After running a variety of different open source audio collections through this process, the researchers ended up with a heavily annotated dataset of 20 million separate samples representing at least 50,000 hours of audio. From there, a set of 32 Nvidia tensor cores was used to create a model with 2.5 billion parameters that started to show reliable scores on a variety of audio quality tests.
It’s all in the mix
Beyond the training, Nvidia is also talking up Fugatto’s “ComposableART” system (for “Audio Representation Transformation”). When provided with a prompt in text and/or audio, this system can use “conditional guidance” to “independently control and generate (unseen) combinations of instructions and tasks” and generate “highly customizable audio outputs outside the training distribution.” In other words, it can combine different traits from its training set to create entirely new sounds that have never been heard before.

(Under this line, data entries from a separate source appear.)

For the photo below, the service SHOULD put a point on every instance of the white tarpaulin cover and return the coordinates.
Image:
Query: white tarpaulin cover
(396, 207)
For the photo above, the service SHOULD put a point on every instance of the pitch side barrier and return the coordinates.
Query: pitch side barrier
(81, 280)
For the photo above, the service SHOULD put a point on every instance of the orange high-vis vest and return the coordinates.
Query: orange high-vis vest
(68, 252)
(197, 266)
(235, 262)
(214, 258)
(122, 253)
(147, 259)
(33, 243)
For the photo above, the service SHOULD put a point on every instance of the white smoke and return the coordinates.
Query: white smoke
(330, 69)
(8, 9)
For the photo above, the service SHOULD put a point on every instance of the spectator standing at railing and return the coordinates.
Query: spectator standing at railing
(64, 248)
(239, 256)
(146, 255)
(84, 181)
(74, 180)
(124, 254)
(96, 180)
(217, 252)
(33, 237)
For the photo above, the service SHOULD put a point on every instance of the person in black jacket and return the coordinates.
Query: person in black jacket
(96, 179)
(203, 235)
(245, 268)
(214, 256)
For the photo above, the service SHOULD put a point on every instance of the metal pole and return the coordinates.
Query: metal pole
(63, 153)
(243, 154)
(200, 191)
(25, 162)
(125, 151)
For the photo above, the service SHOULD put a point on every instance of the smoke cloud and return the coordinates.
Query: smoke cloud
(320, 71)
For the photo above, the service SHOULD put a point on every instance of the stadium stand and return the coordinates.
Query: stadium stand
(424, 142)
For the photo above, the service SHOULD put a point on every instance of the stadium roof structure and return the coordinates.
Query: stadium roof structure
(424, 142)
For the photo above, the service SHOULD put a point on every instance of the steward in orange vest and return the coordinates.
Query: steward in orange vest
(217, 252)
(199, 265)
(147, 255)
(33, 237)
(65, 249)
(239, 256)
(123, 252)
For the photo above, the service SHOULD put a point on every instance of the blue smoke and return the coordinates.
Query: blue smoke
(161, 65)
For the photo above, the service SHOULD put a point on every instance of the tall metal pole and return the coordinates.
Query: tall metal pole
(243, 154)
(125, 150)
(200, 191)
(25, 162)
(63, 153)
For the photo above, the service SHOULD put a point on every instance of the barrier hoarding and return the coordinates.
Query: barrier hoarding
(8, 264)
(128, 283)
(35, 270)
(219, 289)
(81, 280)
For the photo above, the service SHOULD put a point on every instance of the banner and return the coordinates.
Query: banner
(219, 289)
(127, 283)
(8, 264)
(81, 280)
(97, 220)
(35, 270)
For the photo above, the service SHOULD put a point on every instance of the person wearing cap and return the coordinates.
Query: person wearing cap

I won’t pretend to understand all of the complex math described in the paper—which involves a “weighted combination of vector fields between instructions, frame indices and models.” But the end results, as shown in examples on the project’s webpage and in an Nvidia trailer, highlight how ComposableART can be used to create the sound of, say, a violin that “sounds like a laughing baby or a banjo that’s playing in front of gentle rainfall” or “factory machinery that screams in metallic agony.” While some of these examples are more convincing to our ears than others, the fact that Fugatto can take a decent stab at these kinds of combinations at all is a testament to the way the model characterizes and mixes extremely disparate audio data from multiple different open source data sets.

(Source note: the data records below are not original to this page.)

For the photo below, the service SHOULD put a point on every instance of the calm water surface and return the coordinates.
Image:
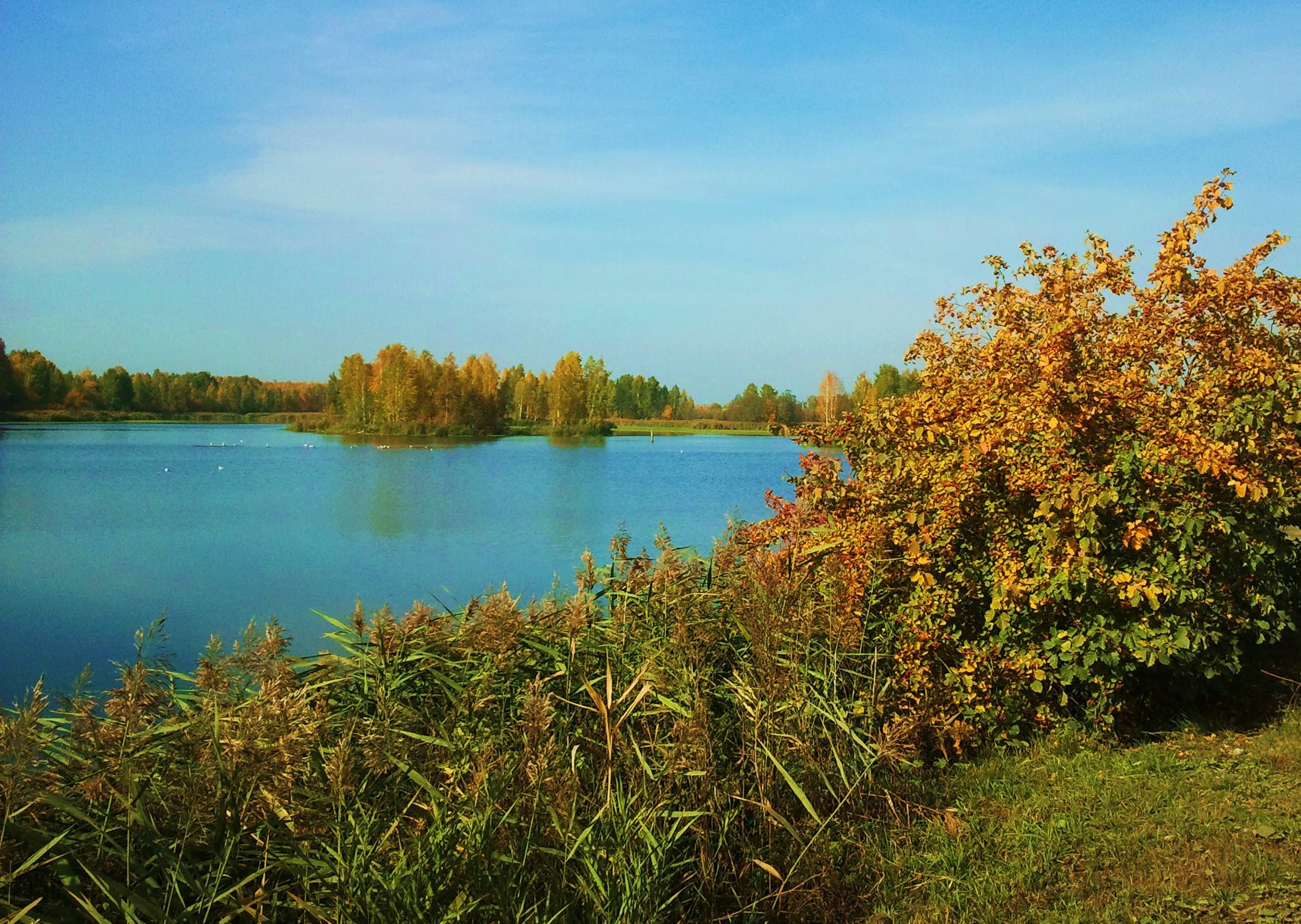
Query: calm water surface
(106, 528)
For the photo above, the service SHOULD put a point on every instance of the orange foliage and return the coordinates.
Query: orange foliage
(1078, 495)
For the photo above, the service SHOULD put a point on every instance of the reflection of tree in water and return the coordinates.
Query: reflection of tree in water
(401, 493)
(578, 487)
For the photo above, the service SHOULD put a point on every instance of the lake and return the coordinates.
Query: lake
(106, 528)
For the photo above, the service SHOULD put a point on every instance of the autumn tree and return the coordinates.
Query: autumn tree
(566, 393)
(8, 383)
(830, 396)
(1080, 499)
(599, 389)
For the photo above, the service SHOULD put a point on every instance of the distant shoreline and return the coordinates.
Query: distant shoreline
(305, 422)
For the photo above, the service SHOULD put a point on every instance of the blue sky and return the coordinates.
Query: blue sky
(711, 193)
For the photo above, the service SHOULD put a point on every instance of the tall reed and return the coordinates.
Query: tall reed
(682, 737)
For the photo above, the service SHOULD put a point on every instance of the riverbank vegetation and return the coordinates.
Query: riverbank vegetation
(401, 392)
(34, 388)
(992, 674)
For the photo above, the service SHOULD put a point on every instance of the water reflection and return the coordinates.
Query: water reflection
(104, 526)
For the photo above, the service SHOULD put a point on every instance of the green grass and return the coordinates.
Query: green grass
(690, 429)
(1197, 826)
(681, 738)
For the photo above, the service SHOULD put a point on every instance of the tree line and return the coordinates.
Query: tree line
(764, 404)
(403, 389)
(29, 382)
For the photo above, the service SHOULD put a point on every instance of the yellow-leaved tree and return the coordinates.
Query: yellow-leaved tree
(1080, 497)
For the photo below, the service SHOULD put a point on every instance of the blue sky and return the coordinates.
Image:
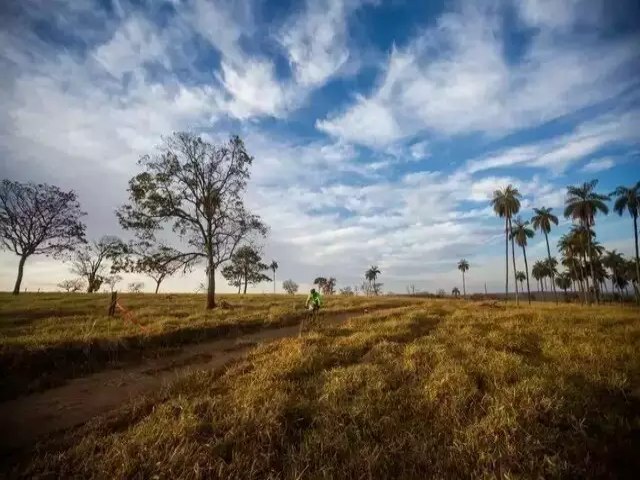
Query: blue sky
(379, 129)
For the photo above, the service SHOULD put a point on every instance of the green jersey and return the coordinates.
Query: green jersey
(314, 299)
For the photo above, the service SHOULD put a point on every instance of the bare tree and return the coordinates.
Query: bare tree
(246, 268)
(111, 281)
(89, 262)
(38, 219)
(154, 260)
(135, 287)
(196, 188)
(73, 285)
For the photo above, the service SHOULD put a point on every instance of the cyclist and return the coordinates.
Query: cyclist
(314, 302)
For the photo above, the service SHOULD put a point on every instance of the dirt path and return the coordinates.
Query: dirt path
(32, 417)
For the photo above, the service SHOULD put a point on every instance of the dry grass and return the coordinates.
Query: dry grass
(46, 338)
(444, 390)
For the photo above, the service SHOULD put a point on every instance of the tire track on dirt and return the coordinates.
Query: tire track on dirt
(25, 420)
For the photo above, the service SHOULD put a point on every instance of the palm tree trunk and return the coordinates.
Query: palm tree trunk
(506, 258)
(593, 277)
(513, 257)
(526, 270)
(464, 288)
(635, 233)
(585, 279)
(553, 283)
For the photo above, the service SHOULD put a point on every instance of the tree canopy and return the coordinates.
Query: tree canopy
(195, 188)
(38, 219)
(246, 268)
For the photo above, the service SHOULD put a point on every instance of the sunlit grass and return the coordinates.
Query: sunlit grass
(444, 389)
(45, 338)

Perhaps the most interesting part of Fugatto is the way it treats each individual audio trait as a tunable continuum, rather than a binary. For an example that melds the sound of an acoustic guitar and running water, for instance, the result ends up very different when either the guitar or the water is weighted more heavily in Fugatto’s interpolated mix. Nvidia also mentions examples of tuning a French accent to be heavier or lighter, or varying the “degree of sorrow” inherent in a spoken clip.
Beyond tuning and combining different audio traits, Fugatto can also perform the kinds of audio tasks we’ve seen in previous models, like changing the emotion in a piece of spoken text or isolating the vocal track in a piece of music. Fugatto can also detect individual notes in a piece of MIDI music and replace them with a variety of vocal performances, or detect the beat of a piece of music and add effects from drums to barking dogs to ticking clocks in a way that matches the rhythm.

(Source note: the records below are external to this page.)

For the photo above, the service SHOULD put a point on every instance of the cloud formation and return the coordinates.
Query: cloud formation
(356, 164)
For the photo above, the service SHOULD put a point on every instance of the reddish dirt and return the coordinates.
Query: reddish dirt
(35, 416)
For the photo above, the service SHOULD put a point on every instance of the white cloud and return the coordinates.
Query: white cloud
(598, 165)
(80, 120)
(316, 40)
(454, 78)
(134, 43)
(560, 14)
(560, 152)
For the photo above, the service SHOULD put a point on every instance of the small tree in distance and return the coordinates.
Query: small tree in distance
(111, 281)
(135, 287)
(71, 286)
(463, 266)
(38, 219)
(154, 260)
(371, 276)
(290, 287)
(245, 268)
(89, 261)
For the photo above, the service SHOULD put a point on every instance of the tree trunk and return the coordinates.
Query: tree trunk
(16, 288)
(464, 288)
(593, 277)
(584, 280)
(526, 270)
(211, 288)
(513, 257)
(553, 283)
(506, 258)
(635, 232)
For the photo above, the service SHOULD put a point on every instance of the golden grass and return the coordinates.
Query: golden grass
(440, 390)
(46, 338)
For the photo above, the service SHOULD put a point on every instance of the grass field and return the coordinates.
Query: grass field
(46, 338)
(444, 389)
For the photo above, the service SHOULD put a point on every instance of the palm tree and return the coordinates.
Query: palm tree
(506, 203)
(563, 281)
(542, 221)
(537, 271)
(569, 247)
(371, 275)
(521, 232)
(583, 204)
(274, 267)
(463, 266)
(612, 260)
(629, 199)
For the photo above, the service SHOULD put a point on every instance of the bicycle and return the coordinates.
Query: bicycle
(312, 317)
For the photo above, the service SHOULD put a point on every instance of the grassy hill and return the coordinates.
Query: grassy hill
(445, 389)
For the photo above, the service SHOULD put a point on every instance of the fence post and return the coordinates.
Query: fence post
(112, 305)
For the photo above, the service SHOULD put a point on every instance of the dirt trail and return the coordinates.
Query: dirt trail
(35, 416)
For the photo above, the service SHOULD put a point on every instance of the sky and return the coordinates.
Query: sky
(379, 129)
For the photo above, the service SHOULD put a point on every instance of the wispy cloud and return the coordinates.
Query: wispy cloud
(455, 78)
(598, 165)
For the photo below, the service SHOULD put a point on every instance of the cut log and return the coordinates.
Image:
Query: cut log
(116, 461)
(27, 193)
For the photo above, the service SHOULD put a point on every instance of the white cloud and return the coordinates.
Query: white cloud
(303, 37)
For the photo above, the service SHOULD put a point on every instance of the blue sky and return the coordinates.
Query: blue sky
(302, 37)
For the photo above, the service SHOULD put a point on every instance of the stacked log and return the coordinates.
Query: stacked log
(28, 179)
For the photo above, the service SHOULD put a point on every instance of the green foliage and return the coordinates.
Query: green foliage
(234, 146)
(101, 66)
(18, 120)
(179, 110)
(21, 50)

While the researchers describe Fugatto as just the first step “towards a future where unsupervised multitask learning emerges from data and model scale,” Nvidia is already talking up use cases from song prototyping to dynamically changing video game scores to international ad targeting. But Nvidia was also quick to highlight that models like Fugatto are best seen as a new tool for audio artists rather than a replacement for their creative talents.
“The history of music is also a history of technology,” Nvidia Inception participant and producer/songwriter Ido Zmishlany said in Nvidia’s blog post. “The electric guitar gave the world rock and roll. When the sampler showed up, hip-hop was born. With AI, we’re writing the next chapter of music. We have a new instrument, a new tool for making music—and that’s super exciting.”